Kenneth Pattengale and Joey Ryan are two such artists that have re-imagined the perfect harmony and recreated the familiar whispers of a by-gone era in the most comforting of ways.
The pair came about through the humble agreement that they were both suffering from floundering solo careers.
“Career is not really the word to describe what we were doing as solo artists actually.” stated Ryan.
“On the advice of a friend I went to see him play. I walked in and Kenneth was playing a song that he’d written from the perspective of a dead dog. Or more accurately, a dog that had just been hit by a bus and lay dying in the street and scribbling his last words on a scrap of paper – his memoirs.I thought it was a really special song and I told him so after the show. Some weeks later he invited me over to his house to play music together and that’s when we figured out that we could play each other’s songs as a duo and it sounded better than we were playing them alone.”
As such, the Milk Carton Kids were born, out of mutual appreciation of the feeling a perfect harmony can provoke.
Their music speaks to the values of the past. A time where musicality was met with a quiet abandonment of bells and whistles, when lyrics and vocals were as much of an instrument as any other.
Milk Carton Kids’ melodies are a nod to the wistful wanderings of Simon and Garfunkel and the heartbreakingly personal admissions of Emmy Lou Harris.
“I definitely grew up on the folk and rock and roll of the 60’s and 70’s but Kenneth forays into big band jazz where he would go through phases of listening, only, to Duke Ellington and Count Bassie”.
Their predecessors however, are not their only inspirations; “I feel like we are more of a product of our limitations I suppose. By just having committed to two guitars and two voices, it seems like that predetermines a lot of our sound.”
In their case, the limitations imposed upon themselves have created an environment in which ultimate release can be achieved. As if by moving within those self-inflicted boundaries, the pair have realised something new, born out of the old.
This regeneration is a process they carried over to the production of their latest album Monterey.
Instead of recording in studios, the pair sought to capture the natural performance by recording whilst on tour, in the beautiful churches, halls and theatres.
“We wanted to remove the preciousness from it and in that way we got ourselves to perform naturally. Beyond that, we, for the first time were playing in some really beautiful churches and theatres and wanted to capture the sound of our surroundings ”
And capture they did.
Monterey encapsulates the wistful abandon of self discovery in transience; a meditation on the competing desires for permanence and stability amidst restlessness.
Where place and belonging act as thematic tangents and the quiet assurance encapsulated within that longing, is a candid reflection of personal narrative.
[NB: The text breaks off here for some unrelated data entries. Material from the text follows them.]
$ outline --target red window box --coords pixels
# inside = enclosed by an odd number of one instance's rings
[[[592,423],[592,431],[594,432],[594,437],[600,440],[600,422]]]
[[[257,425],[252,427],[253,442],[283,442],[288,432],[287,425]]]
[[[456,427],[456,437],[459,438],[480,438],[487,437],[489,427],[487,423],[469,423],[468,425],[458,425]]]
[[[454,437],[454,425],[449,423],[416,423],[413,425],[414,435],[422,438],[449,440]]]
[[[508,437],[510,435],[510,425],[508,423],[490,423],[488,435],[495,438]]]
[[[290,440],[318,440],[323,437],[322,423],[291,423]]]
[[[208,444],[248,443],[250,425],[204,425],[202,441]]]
“It did feel good to once again, explore the depths of the human psyche and our own experiences. Which is something I felt I at least had gotten away from for some time.”
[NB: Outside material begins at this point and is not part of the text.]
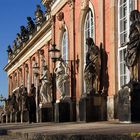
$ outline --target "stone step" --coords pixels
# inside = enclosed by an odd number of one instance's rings
[[[9,136],[0,140],[140,140],[140,135],[9,133]]]
[[[24,140],[17,136],[10,136],[10,135],[2,135],[0,136],[0,140]]]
“You know. If someone gives themselves over to the music in that way and allows themselves to be taken by it, I think that’s pretty much all you can ever ask for as an artist.”
Monterey is out now and will be followed by an Australian tour starting at Sydney’s City Recital Hall on June 28, Melbourne’s Athenaeum Theatre on June 30, Brisbane at the Old Museum on July 3, ahead of their ultimate performance at the Bello Winter Festival in Bellingen on July 4.